The steady-state model, a type of model used more frequently by environmentalists than economists, calculates what actions can be taken that will be sustainable in the long run. The MIT model shows that the irrigation of crops would have to be stopped immediately and household water use curtailed to sustain water use into the future.

The researchers' "transient" model looked at how to use the water effectively from year to year. This type of model is the standard approach for evaluating the costs and benefits of water management plans over time, and it places a higher value on agricultural use of water today, regardless of what effect that has on the future.

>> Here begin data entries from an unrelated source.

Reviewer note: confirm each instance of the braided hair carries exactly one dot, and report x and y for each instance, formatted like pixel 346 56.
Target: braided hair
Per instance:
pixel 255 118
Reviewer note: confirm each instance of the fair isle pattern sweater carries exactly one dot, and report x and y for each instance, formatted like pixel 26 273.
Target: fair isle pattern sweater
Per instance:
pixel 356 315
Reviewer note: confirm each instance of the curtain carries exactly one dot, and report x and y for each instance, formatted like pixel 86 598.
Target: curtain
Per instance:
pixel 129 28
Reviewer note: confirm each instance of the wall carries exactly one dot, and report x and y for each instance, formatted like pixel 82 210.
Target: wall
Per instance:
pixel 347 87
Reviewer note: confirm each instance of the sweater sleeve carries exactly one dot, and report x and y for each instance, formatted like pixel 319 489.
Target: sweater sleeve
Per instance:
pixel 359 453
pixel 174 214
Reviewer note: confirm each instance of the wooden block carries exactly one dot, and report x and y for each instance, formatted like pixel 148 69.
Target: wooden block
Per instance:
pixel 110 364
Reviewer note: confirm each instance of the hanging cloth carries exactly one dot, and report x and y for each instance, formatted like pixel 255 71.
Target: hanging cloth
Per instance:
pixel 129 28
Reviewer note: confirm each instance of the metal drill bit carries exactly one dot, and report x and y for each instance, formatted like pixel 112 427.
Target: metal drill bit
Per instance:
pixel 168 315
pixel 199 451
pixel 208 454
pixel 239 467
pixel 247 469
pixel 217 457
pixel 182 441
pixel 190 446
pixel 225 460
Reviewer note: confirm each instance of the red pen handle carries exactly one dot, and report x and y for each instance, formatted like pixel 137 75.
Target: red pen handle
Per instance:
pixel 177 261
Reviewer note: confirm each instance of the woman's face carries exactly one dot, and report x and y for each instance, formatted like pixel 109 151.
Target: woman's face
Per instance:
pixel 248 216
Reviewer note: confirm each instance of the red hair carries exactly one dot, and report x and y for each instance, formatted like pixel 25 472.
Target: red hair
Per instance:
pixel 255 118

"The 75-year transient model shows that irrigated agriculture can remain, but leaves the groundwater too saline for future generations to use," the researchers said in their paper.

"The solution is desalination or other new sources of freshwater, together with infrastructure to transport and treat water," said Drs. Huber-Lee and Harvey. They estimate that a desalination plant large enough to do the job -- one that could process 50 million cubic meters per year -- would cost at least $100 million per year to build and have operational costs on the order of $0.70 per cubic meter of water.

The researchers used data obtained from scientific literature and the Palestinian Ministry of Agriculture. The research was funded by grants from the Dutch Foreign Ministry and the US Environmental Protection Agency. Dr. Huber-Lee, who earned the SM at MIT in 1987, began working on the Gaza water project while doing her doctoral work at Harvard. She completed the project while working at MIT with Professor Harvey, who was on her doctoral committee.

A version of this article appeared in MIT Tech Talk on January 10, 2001.